Key Takeaways

  • The global economy didn’t gradually shift — it flipped. Most people never noticed.
  • The U.S. isn’t the center of the business world anymore. Your strategy might still assume it is.
  • Asia already won scale. The next shift is already underway.
  • Africa isn’t a future opportunity — it’s an early one.
  • The biggest advantage right now isn’t capital — it’s perspective.
  • Most businesses are competing in a fraction of the real market.
  • The diaspora is starting to move. Most haven’t caught up yet.
  • The question isn’t whether the world changed — it’s whether you did.

What Did We Miss

The most consequential economic shift of the last two centuries happened around the year 2000. And most of Black America — most of America, period — missed it entirely.

That was the year Asia's combined economic output crossed Western output in purchasing power parity terms. Two hundred years of unchallenged Western dominance, over.

Not declining.

Over.

And the American political class — the policymakers, the pundits, the people who set the terms of the economy you're building your business inside — still hasn't caught up.

Jeffrey Sachs, one of the most cited economists on the planet, laid this out at Fudan University in January.
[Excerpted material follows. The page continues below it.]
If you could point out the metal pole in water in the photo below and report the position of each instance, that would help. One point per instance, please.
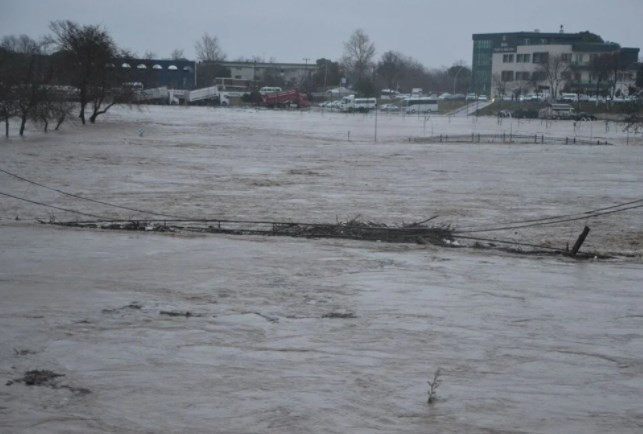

The numbers are not subtle. Asia now produces 50% of the world's economic output, up from 18% in 1950.

The United States accounts for just 14% of global output and roughly 12% of world trade.

China has overtaken the U.S. as the world's largest economy in purchasing power parity terms — it's approximately 30% larger — and has been since about 2016.

Read that again.

The U.S. is 14% of the world economy. Not 50. Not 40. Fourteen.